Tonga now part of Grade 7 syllabus

Tonga is now an official part of the Grade 7 syllabus which pupils will be tested on in the first-ever examination later this year, a Cabinet minister said Monday.

Education, Sport, Arts and Culture minister David Coltart told NewsDay the government was committed to ensuring all minority languages were taught in the country.

“This progress has transpired as part of a policy to assist all marginalised indigenous languages to be recognised and protected,” he said.

“The ultimate goal is to take these languages right through to high school.”

In 2009, when Coltart took over the Education portfolio, he pledged that all minority languages would be taught especially at schools where they were predominant.

Tonga will become the third indigenous language after Shona and Ndebele to be tested as part of the official school syllabus.

Coltart said materials to assist in making indigenous languages a part of the school syllabus were being prepared.

“We will need to find teachers who can teach the languages as well as the textbooks required for the pupils to learn from and aid for this will be coming from the Education Transition Fund,” he said.

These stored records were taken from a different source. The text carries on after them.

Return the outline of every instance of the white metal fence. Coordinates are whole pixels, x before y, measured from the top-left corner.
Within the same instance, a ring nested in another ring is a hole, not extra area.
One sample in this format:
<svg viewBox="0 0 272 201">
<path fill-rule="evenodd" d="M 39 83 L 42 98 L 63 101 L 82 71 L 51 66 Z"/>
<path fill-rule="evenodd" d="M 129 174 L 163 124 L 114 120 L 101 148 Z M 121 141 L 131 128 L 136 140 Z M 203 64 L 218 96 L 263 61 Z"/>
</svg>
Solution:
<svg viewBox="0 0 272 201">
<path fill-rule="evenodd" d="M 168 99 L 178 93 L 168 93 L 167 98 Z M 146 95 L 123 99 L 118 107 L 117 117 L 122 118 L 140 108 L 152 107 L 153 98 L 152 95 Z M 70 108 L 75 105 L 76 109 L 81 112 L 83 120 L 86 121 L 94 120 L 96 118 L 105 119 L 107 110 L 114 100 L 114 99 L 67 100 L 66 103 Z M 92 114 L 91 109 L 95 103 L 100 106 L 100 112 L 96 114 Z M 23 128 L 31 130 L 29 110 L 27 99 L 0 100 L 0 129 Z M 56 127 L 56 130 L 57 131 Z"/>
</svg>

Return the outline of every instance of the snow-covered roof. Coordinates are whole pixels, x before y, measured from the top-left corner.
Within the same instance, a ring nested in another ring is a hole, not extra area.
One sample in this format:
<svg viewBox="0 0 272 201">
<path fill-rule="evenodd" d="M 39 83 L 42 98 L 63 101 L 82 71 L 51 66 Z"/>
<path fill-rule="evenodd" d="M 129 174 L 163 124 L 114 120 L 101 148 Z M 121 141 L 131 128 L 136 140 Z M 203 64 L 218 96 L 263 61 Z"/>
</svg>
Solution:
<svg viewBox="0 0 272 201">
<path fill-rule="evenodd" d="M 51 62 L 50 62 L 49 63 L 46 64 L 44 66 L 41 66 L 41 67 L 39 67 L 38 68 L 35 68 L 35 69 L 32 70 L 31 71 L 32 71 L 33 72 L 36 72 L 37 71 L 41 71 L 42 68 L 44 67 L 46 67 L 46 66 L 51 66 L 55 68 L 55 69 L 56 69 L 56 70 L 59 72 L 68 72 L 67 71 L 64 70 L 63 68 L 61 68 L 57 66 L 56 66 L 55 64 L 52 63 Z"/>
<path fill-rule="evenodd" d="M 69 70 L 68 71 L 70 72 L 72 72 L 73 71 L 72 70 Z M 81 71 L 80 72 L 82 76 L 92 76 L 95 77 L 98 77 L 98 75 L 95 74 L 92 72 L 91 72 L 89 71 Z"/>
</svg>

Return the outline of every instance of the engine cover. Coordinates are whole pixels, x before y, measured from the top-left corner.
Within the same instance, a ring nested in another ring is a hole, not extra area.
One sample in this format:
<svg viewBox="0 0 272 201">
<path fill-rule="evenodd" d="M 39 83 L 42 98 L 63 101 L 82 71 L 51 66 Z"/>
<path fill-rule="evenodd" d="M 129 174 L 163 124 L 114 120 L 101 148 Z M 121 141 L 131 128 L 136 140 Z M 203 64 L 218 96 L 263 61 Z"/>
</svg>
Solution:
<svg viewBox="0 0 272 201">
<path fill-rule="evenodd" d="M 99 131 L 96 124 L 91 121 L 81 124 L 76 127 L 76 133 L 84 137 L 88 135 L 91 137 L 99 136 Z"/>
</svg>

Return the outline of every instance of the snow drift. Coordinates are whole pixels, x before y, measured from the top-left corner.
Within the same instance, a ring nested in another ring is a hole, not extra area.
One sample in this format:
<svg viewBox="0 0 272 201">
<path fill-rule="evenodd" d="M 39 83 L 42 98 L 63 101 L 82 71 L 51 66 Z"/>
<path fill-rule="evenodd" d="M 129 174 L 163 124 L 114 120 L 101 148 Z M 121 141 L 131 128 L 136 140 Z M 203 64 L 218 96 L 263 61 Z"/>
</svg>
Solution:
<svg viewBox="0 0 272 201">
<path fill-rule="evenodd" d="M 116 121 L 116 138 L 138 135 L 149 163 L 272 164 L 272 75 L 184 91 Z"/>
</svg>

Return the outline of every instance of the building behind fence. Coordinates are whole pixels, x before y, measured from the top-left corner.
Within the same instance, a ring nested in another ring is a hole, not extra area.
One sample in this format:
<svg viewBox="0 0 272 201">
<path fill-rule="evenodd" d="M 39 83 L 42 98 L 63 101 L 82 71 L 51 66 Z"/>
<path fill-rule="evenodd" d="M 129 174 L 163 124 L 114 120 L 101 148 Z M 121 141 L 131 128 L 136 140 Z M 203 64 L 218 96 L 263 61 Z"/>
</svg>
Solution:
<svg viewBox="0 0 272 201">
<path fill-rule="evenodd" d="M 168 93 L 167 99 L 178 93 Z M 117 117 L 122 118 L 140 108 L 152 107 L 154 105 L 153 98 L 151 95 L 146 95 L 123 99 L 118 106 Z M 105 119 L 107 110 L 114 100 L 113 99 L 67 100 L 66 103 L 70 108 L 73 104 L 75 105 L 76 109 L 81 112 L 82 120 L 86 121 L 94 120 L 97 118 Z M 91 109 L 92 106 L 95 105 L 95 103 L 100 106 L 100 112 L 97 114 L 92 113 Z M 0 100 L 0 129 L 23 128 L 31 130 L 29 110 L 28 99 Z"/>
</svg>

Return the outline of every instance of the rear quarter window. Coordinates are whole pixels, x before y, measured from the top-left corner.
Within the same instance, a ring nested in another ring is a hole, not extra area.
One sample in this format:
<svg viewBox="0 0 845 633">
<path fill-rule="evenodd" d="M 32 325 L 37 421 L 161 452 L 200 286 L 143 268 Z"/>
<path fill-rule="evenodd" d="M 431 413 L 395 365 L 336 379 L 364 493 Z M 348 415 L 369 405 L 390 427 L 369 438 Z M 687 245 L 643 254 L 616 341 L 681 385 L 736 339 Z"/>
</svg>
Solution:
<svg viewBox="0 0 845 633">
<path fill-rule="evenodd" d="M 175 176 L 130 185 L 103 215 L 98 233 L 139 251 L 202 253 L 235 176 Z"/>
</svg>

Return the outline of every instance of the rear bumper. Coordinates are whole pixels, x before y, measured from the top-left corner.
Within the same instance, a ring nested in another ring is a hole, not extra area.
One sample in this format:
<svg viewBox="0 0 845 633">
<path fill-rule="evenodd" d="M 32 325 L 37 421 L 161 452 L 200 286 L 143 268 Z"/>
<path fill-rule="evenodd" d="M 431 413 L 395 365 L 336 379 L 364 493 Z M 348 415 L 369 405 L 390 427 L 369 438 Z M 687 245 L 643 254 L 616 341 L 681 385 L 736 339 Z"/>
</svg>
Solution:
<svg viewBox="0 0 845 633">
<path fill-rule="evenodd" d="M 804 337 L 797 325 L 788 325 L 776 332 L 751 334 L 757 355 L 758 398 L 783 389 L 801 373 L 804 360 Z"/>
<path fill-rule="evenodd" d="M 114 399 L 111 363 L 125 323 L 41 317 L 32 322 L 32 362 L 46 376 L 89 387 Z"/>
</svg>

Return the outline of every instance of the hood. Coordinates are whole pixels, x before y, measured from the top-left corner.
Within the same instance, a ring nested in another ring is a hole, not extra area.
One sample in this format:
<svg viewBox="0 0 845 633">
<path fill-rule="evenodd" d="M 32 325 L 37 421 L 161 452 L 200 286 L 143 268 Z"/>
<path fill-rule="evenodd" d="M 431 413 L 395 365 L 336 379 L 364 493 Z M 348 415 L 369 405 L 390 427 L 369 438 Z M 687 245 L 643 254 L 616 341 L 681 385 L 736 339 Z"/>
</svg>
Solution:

Coltart said the development was a culmination of consultations held with the people of Binga regarding marginalisation of their language, particularly since more than one million people use the language daily in the region.

Binga North MP Patrick Sibanda, who has been lobbying for the inclusion of Tonga in the mainstream education system up to Advanced Level, Monday expressed his pleasure over the development.

“I am very happy with the decision, now my children will be able to learn their own language,” said Sibanda in an interview Monday.

“With time I hope Tonga will be taught in all other areas the language covers, right through to Advanced Level and at university level.” Coltart said future testing would also be done in other minority languages including Kalanga, Venda, Shangaan, Chewa (Nyanja), Nambya and Sotho.

He said learning materials for minority languages will be funded under the $70 million Unicef donation released last year to the Education Transition Fund to revive the education sector.